The National Association for Law Placement (NALP) is pleased to announce publication of Jobs & J.D.'s: Employment and Salaries of New Law Graduates — Class of 1999, the only comprehensive study available on the employment experiences of recent law graduates. This 26th consecutive report documents the sixth successive increase in the employment rate of new law graduates. An increase in full-time legal employment accounts for most of the increase. At the same time, full-time employment in other types of jobs continued at a historic high. The median starting salary for all full-time jobs rose from $45,000 for the Class of 1998 to $50,000 for the Class of 1999. Escalating salaries at large firms widened the salary differential between private and public sector jobs. The median private practice salary increased by $10,000 to $70,000, while medians for jobs in government, public interest organizations, and as judicial clerks increased by just $1,000-2,000.
A total of 173 ABA-accredited law schools responded to the survey, providing employment information on a record 91% of all graduates of the Class of 1999.
- Of those graduates whose employment status was known, 90.3% were employed as of February 15, 2000, representing an increase of 0.4 percentage points over the Class of 1998 — an increase smaller than those of the mid-1990s.
- Of those whose employment status was known, 78.4% accepted legal positions and 10.9% accepted positions not directly involved in the practice of law. Employment in full-time legal positions rose to 75.5% (compared with 74.9% for the Class of 1998), the fifth increase since 1988.
- As in all prior years that NALP has collected data, the most common employment setting was that of private practice within a law firm. Of graduates known to be employed, 55.1% obtained their first job in a law firm. The percentage of graduates employed in private practice has fluctuated only between 55% and 56% since 1994 and is well below the high of 64.3% for the Class of 1988.
- Public service employment, including government jobs, judicial clerkships, and public interest positions, accounted for 27.1% of jobs taken by employed graduates, a figure similar to that for the Class of 1998.
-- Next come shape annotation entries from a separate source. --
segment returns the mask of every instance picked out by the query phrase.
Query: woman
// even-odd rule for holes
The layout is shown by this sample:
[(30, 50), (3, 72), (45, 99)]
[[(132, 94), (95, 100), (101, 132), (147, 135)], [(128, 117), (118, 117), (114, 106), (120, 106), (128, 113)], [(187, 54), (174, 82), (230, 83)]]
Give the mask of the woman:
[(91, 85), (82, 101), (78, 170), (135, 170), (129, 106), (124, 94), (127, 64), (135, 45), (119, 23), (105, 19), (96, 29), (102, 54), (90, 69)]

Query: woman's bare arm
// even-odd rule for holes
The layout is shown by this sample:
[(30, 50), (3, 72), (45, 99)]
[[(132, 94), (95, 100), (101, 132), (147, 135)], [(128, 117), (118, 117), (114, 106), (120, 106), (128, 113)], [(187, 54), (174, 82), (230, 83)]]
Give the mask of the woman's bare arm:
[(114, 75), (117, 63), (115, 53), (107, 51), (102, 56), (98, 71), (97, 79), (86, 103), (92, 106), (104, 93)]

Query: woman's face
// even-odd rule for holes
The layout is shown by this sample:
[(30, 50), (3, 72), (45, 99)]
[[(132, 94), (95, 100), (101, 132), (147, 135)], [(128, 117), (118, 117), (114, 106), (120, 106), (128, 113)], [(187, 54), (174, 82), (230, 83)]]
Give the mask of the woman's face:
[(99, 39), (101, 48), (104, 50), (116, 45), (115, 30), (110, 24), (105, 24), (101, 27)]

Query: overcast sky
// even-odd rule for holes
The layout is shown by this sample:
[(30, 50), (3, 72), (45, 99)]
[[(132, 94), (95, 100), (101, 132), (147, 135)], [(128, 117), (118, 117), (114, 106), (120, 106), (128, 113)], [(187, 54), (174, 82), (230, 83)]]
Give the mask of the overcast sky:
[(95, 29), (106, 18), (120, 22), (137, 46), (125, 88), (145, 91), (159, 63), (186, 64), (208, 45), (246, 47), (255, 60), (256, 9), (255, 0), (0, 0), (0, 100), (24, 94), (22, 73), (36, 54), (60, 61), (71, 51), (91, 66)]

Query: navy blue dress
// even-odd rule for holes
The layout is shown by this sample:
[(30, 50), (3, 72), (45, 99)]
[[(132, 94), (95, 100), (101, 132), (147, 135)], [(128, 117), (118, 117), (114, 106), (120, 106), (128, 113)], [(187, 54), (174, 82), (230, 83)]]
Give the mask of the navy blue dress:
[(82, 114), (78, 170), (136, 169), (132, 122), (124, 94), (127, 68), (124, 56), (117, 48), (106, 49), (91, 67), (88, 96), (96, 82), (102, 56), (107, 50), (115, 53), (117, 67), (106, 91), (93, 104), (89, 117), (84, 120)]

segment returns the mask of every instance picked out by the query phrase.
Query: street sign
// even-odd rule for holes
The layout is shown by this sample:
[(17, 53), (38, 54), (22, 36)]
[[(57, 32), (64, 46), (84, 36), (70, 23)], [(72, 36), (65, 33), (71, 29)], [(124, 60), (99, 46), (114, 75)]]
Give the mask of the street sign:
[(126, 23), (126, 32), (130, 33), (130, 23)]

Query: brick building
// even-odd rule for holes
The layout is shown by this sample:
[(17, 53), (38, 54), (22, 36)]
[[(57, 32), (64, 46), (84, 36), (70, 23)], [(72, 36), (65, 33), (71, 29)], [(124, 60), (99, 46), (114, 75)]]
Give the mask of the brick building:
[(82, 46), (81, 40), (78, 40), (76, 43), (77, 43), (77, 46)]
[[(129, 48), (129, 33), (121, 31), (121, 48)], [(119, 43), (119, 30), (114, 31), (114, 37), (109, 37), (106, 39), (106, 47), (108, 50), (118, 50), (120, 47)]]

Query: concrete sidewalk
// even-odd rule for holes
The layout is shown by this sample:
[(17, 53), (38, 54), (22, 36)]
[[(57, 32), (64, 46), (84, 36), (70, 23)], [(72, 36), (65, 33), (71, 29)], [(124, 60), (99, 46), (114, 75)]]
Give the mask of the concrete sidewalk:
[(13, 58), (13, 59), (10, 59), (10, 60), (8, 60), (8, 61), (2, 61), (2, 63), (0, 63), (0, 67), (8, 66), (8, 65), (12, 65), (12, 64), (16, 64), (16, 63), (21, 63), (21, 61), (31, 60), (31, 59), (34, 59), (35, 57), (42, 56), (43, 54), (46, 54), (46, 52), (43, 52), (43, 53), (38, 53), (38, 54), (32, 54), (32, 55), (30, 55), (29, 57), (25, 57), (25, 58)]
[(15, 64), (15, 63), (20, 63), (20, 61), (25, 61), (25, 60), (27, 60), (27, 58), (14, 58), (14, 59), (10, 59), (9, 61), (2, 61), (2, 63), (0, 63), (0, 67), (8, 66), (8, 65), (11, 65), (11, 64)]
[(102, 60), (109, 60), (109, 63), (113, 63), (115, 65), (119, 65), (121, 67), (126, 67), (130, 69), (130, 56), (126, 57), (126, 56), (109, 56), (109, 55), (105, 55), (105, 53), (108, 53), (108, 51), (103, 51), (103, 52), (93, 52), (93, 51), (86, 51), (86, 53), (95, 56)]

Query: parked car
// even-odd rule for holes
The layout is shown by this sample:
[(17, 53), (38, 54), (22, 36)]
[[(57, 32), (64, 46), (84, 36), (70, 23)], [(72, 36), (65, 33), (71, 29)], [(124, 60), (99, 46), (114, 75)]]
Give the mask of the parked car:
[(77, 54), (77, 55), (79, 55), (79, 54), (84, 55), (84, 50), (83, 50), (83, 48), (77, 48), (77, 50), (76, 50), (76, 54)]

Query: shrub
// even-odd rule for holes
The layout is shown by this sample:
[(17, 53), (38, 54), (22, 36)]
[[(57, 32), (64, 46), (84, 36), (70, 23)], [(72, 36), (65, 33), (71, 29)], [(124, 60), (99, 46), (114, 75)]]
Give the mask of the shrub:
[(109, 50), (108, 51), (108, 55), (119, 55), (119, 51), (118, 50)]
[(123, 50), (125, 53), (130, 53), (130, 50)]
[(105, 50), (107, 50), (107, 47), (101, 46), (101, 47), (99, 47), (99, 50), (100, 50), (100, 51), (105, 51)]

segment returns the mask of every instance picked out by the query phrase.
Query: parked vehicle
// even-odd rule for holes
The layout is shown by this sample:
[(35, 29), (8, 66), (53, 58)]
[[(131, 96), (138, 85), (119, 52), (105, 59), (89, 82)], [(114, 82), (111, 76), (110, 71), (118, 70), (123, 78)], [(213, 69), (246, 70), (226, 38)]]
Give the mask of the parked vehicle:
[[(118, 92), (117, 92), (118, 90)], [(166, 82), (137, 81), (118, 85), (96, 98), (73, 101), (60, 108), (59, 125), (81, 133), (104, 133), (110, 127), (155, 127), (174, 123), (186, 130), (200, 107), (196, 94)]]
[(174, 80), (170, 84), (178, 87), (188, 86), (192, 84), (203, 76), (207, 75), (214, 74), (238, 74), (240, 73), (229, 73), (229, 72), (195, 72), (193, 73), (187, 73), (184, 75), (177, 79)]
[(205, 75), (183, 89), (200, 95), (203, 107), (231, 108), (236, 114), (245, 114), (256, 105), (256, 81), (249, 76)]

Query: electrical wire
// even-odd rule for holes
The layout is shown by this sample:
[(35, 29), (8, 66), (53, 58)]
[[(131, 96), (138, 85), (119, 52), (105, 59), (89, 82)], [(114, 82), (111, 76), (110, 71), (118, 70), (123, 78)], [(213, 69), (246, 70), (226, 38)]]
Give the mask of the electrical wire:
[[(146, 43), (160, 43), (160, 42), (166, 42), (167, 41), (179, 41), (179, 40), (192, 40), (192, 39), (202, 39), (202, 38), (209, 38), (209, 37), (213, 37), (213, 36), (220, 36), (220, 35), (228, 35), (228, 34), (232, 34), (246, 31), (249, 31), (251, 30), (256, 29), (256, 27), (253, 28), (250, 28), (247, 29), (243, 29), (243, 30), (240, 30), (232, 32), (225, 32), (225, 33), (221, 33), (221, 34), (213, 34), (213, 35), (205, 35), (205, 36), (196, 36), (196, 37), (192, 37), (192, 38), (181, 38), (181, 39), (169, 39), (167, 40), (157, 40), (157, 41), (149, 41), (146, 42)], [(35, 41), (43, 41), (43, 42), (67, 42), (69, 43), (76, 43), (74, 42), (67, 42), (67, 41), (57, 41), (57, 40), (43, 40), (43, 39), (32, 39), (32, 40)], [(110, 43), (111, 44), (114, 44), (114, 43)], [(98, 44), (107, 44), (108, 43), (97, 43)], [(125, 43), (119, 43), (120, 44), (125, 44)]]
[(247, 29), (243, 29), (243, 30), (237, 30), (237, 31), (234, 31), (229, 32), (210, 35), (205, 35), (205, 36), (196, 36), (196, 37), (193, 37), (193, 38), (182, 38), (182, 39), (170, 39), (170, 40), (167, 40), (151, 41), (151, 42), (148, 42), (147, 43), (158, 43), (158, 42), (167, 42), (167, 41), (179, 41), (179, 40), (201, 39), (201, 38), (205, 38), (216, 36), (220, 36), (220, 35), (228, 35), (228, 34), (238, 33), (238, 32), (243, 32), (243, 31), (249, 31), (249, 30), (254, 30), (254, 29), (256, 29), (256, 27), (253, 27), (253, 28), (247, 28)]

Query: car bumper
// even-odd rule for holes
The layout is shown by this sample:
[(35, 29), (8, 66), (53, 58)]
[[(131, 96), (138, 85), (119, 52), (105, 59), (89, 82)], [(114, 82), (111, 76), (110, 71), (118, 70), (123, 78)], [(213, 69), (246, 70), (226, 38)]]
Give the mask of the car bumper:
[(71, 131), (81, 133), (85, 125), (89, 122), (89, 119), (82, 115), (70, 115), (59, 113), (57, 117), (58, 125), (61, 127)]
- The median salary paid to the Class of 1999 was $50,000, up from $45,000 for the Class of 1998. Compared to this overall median, private sector medians are higher — $70,000 in private practice and $54,000 in business/industry; public service medians are lower — $38,000 for judicial clerkships and government jobs, and $32,000 for public interest jobs. The higher median in private practice notwithstanding, salaries of $40,000 or less were more common than salaries of $70,000 or more.
In addition to documenting employment experiences for the class as a whole, the report clearly demonstrates that employment experiences differ for graduates according to race, ethnicity, age and gender.
- About 43% of employed African-American graduates took jobs in private practice, while about 57% of employed white and Asian/Pacific Islander graduates did so.
- Public interest jobs were much more common among African-American, Hispanic, and Native American graduates (5.2%, 5.6% and 4.2% of employed graduates, respectively) than among white and Asian/Pacific Islander graduates (2.3% and 2.8% of employed graduates, respectively).
- Employment patterns also differ between men and women, with women more frequently taking government, judicial clerkship, and public interest positions. Almost one-third of employed women took these types of positions, compared with one-quarter of employed men.
- Older graduates were less likely to go into private practice and more likely to enter academic or business settings. About 47% of employed graduates age 41-45 entered private practice, compared with 60% of employed graduates age 20-25. Over one-quarter of employed graduates age 41 or older took jobs in business/industry, a rate twice that of employed graduates age 20-30.
How and when graduates obtained their jobs and the extent to which employed graduates continue to seek a different job are also documented by Jobs & J.D.'s, offering valuable information for everyone interested in understanding the legal employment market.
- The most common means of obtaining a job was a letter or other "self-initiated contact" with the employer (reported for about 24% of jobs). Fall on-campus interviewing (OCI) accounted for 23% of jobs taken. Overall just one-third of law firm jobs were obtained through Fall OCI; few jobs at small firms are obtained in this way.
- About 68% of the 28,730 jobs for which timing of offer was reported were obtained before graduation. One in five jobs was obtained after graduation but before bar results; the remaining 13% were obtained after bar results were issued. Jobs in the military, state or federal judicial clerks, and at large law firms were most likely to be obtained before graduation.
- Among employed graduates, fewer than one in seven (13.5%) continued to seek another job. This figure varied depending on job and employer type and how the job was obtained, law school region, and demographic factors.